I didn’t bother correcting him for using the nontechnical name. Scientific terminology could wait until we weren’t dinner for an asteroid-sized predator.
Luke looked at me. “You’re the biologist here, so tell me: are we in danger?”
I shrugged. “Not immediately.”
The truth is, even today we don’t know a lot about exogorths: giant, silicon-based creatures that live on asteroids and can grow large enough to swallow starships. It’s not even clear how many species of these slugs there are, muc
h less what their individual biology is like.
What is known is that they tend to live in environments where opportunities to feed are few and far between, and the exogorths have an extremely slow metabolism (they aren’t called space slugs for nothing).
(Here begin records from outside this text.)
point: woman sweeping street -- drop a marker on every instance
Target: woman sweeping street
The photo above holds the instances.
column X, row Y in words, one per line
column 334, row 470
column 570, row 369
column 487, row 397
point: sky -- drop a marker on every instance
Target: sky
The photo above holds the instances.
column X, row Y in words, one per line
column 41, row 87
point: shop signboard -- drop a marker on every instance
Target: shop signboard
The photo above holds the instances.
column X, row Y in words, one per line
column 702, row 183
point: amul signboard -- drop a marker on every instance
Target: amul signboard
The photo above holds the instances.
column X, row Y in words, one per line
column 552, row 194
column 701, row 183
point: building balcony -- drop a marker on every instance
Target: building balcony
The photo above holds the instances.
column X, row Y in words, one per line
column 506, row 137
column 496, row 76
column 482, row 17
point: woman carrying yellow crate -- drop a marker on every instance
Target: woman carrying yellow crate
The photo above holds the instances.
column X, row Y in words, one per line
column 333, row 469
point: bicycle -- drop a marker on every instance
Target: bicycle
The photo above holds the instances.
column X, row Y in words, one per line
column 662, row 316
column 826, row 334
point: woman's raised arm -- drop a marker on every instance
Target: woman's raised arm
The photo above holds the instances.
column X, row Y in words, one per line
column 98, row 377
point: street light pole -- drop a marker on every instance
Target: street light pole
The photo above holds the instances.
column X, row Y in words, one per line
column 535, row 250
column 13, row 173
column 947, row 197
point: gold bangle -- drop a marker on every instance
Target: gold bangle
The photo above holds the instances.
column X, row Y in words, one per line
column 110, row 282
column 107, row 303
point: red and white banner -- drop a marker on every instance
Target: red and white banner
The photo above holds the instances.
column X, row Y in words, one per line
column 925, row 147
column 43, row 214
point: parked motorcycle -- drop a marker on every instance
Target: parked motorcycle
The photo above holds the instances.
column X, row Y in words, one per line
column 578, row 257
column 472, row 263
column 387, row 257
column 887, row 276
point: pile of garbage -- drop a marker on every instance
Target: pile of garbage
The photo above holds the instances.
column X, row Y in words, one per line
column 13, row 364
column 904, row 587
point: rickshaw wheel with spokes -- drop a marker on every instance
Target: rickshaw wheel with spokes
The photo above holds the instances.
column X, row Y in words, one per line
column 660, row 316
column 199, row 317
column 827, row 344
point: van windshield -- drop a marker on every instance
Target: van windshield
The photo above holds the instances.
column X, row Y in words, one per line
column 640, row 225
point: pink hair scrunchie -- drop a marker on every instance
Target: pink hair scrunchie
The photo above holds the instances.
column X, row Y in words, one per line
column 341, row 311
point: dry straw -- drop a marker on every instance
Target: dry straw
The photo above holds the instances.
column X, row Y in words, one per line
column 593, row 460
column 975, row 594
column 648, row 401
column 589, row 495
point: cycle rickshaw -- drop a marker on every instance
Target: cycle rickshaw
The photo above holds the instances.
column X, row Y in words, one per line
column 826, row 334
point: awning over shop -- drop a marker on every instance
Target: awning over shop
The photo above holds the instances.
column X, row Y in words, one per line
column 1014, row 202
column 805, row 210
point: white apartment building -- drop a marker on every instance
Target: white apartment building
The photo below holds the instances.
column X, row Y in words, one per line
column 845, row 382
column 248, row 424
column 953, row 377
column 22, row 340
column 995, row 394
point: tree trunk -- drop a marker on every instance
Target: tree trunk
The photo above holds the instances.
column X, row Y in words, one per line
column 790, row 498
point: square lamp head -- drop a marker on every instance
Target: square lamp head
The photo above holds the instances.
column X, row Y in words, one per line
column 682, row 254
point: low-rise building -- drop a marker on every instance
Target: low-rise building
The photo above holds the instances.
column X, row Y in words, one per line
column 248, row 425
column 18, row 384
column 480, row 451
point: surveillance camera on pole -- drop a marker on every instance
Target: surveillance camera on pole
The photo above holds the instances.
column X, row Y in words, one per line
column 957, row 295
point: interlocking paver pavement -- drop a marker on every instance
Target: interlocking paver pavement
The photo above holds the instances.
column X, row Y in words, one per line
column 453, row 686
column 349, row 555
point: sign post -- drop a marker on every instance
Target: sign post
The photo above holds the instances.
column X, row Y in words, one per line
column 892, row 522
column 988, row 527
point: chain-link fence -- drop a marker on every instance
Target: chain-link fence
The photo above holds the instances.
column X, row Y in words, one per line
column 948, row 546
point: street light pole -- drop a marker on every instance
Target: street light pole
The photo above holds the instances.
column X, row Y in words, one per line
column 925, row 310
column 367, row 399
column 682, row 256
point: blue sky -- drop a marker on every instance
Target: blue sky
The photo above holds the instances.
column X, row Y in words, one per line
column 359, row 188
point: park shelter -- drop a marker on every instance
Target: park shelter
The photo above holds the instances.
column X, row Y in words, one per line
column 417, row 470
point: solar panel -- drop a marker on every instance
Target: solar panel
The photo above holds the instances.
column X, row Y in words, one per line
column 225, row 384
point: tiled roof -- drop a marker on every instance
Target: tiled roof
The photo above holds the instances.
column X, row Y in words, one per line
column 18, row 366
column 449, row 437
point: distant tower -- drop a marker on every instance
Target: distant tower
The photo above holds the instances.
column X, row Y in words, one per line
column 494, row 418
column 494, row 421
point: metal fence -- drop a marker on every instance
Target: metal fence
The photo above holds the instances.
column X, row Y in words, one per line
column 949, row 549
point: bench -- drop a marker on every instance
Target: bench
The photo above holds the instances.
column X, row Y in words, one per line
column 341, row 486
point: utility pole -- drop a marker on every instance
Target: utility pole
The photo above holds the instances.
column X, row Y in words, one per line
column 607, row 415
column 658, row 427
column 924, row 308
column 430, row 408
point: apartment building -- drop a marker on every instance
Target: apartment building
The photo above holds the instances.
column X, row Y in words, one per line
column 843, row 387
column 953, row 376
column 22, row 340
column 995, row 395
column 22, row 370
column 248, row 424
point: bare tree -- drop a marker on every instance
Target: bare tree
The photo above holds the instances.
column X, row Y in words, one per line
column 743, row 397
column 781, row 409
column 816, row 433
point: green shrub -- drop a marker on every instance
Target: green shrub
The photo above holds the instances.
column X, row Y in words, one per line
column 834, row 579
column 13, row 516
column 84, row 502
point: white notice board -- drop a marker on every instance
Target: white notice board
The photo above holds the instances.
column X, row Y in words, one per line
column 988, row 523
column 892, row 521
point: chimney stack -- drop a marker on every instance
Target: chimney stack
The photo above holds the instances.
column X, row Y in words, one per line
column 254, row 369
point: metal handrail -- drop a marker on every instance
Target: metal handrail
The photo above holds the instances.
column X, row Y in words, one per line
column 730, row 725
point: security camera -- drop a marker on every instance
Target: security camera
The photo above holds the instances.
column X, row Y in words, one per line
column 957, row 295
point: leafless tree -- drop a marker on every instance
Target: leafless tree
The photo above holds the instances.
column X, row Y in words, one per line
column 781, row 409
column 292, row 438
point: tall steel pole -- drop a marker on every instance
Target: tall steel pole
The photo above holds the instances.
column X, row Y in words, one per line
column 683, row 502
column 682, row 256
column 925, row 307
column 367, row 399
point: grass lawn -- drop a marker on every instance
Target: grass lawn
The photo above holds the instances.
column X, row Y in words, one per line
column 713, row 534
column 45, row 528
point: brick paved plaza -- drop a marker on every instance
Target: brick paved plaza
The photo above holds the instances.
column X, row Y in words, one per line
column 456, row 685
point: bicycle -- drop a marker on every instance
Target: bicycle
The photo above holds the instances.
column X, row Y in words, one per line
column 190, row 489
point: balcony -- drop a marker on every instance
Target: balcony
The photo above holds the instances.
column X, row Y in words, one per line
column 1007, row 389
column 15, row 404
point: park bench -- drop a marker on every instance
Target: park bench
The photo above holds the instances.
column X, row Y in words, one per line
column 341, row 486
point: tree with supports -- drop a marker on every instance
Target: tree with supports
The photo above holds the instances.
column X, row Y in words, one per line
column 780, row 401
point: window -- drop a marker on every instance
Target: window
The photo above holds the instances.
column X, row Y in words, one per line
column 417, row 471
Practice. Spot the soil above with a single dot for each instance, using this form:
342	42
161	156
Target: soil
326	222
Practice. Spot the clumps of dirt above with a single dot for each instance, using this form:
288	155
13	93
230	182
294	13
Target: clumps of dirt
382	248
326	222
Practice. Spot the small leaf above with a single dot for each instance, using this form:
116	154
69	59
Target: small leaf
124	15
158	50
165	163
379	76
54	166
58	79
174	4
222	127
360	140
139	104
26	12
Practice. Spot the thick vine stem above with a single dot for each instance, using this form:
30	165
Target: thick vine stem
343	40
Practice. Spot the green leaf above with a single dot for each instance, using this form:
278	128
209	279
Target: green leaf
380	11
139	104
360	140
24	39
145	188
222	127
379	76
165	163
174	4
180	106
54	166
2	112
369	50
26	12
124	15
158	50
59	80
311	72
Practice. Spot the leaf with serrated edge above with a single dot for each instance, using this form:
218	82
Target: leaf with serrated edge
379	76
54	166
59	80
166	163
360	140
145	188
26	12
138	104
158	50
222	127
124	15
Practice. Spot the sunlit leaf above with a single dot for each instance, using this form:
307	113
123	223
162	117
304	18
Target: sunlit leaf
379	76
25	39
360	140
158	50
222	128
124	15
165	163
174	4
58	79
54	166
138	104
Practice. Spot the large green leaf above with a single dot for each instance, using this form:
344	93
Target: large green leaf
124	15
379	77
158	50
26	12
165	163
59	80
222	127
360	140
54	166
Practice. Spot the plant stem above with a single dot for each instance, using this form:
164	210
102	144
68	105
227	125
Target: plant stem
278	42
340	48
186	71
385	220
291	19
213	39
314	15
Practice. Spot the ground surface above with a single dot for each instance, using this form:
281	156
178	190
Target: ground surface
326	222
“So we could just wait here until it feeds again and escape when it opens its mouth?”
“In theory, yes. But…”
I explained that an exogorth rarely moved, and when it did move, it could do so only in quick bursts that exhausted its entire supply of energy. After that exertion to swallow us, it probably wasn’t going to move again for years.
“Years?”
“Maybe decades. Probably takes that long to fully digest us.”
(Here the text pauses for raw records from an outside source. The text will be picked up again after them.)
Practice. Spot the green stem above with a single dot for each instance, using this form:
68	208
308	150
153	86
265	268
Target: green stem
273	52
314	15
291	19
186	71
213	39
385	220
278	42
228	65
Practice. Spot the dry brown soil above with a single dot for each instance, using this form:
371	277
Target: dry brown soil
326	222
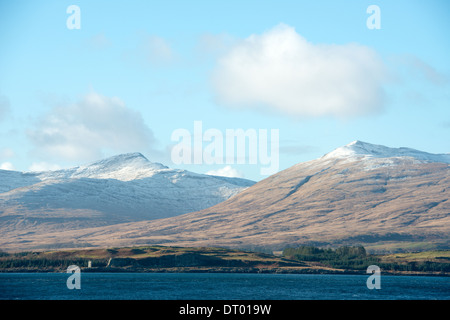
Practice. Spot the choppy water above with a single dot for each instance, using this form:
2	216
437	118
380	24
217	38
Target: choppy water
201	286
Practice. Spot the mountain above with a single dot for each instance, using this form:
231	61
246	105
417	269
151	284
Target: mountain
380	197
120	189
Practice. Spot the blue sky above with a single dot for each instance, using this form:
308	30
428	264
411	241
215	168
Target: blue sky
136	71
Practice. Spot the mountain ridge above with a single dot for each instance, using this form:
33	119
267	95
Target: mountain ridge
398	201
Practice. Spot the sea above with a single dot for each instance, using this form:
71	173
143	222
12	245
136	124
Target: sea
218	286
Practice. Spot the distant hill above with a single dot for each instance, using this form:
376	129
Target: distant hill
382	198
120	189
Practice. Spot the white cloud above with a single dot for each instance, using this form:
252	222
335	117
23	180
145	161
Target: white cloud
83	131
226	171
280	70
44	166
7	166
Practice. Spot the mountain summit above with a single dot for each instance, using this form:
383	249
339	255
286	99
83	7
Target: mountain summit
359	194
119	189
357	149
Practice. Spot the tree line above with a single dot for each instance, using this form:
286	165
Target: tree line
356	258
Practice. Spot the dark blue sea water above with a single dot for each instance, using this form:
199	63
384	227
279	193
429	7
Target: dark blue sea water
201	286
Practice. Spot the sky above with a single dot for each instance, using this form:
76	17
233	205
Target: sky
301	78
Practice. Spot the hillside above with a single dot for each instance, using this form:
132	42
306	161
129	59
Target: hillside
387	199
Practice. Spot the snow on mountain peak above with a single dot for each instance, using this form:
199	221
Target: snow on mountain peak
125	167
360	149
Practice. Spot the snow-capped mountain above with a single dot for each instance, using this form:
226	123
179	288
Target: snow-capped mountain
358	149
119	189
357	194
“This is like being in the belly of a sarlacc,” Luke muttered. He pounded on the rock walls around him.
“If I were you, I’d stop moving around so much. You’ll use up your oxygen supply in no time.”
“Well, I have no intention of waiting around to be digested.”
“We don’t have many options,” I said. “This thing is basically made from kilometers-thick layers of rocks. I didn’t bring any asteroid mining equipment. Did you?”
“I’ve been in plenty of hopeless situations,” he said. “Let’s look around. Maybe there’s another way out. After all, we know someone has been here before.”
I very much doubted that there was another way out, but something in his voice made me think, Why not?
We got up and, with him supporting my weight, limped deeper into the beast.
As we slashed our way back through the rubbery film, Luke and I speculated on how our host lived.
“This is clearly a sophisticated predator,” I said.
“A sophisticated space slug? How?”
I explained that the space slug—it was just easier to use the common term—had probably developed those “fireflies” as lures to attract prey.
“Like an opee sea killer or a deep-sea finned-fry-trap,” Luke said, catching on.
“Exactly.” I was glad to be talking to someone with a quick mind.